Oh…and her husband is a duke.
A horse breeder with a clandestine taste for revolution, Rafe Goodwood never expected to become a duke. But now that the title is his, he is plotting to shock the ruling class with ambitions of reform—and reveal the infamous Cornelia is his duchess. That just presents one problem: he must not fall in love with her—again.
Now they must resist the temptation to rekindle an affair…
Although determined not to sacrifice her principles for passion, Cornelia is still drawn to the man whose very being threatens her independence. Hurt too many times, Rafe can’t risk love again—especially with the woman who once shattered his heart. But a conspiracy to upend the inequalities of the aristocracy bring Cornelia and Rafe closer, forcing them to finally decide what—and who—they hold dear.
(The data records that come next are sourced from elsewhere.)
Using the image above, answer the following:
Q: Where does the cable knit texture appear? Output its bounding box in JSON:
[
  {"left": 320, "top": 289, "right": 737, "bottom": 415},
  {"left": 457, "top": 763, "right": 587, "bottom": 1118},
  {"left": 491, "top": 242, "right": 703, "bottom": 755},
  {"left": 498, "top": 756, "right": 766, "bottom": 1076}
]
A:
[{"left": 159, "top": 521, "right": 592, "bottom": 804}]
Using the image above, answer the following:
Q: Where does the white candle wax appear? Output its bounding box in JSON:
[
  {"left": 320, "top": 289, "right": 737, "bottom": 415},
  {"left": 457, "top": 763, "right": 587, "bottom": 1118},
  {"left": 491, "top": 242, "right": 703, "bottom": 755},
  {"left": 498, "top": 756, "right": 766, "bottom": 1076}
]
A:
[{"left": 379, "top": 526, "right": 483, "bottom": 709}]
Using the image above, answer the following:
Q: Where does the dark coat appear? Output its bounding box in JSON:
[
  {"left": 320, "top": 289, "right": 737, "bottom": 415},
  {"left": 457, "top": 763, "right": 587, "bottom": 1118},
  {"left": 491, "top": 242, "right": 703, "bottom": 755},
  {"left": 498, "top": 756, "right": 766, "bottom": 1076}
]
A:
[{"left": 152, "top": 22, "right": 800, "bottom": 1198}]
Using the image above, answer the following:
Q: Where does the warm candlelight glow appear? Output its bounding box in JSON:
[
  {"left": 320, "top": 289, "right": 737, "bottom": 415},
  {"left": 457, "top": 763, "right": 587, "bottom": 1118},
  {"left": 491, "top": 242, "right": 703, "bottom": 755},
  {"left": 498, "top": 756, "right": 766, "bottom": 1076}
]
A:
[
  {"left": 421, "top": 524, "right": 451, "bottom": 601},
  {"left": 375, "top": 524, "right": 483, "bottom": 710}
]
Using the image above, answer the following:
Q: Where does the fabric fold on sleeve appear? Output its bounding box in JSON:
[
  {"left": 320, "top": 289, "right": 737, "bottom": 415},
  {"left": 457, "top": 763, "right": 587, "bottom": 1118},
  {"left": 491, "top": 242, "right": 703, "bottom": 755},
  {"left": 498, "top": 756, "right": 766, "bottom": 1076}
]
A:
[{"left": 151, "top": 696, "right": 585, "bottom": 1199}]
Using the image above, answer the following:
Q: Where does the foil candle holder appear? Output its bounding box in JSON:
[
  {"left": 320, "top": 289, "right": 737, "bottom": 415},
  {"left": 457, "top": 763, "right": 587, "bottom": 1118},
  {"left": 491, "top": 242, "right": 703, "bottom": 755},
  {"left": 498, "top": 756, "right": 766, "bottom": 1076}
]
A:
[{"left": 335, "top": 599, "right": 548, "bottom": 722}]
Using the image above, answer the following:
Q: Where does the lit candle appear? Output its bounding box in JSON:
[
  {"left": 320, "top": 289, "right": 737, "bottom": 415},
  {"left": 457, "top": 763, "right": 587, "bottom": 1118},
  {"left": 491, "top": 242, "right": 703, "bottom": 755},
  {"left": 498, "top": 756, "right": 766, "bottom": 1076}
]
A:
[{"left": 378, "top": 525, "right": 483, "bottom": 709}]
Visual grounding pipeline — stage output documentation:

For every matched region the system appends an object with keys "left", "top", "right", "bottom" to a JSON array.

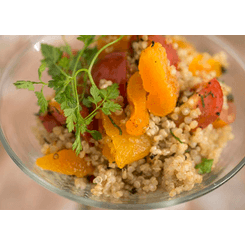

This book is not want I was expecting from Avon Romance but definitely what I was expecting from Scarlett Peckham. The Rakess was a just a dip into the water of Society of Sirens and The Portrait of a Duchess pushed boundaries even further, in a way I’m happy with! Cornelia and Rafe have been married for 20 years but they’ve lived separate lives, including lovers. However, everything comes out in the open when Rafe becomes a duke and Cornelia has a chance at an inheritance on the condition of her marriage. Add to that, Cornelia is a diverse character and both she and Rafe are radicals and determined to change up society. And the first intimate scene is an MMF between Rafe, Cornelia, and his former lover! Definitely unusual for Avon Romance. This book may not be for those how insist on “history accuracy” on their romance novels ( I put that in quotes because queer people and diverse love stories have always existed and I find the call for history accuracy in romance to often made straight and white.) But if you’re interested in steamy scenes, radical ideas about society and women’s rights, and a reunion love story, this book is for you.
The Portrait of a Duchess is a step in an encouraging direction for romance. I want more romances featuring queer characters, those who challenge the status quo, and openly address problematic issues around class, gender, and race.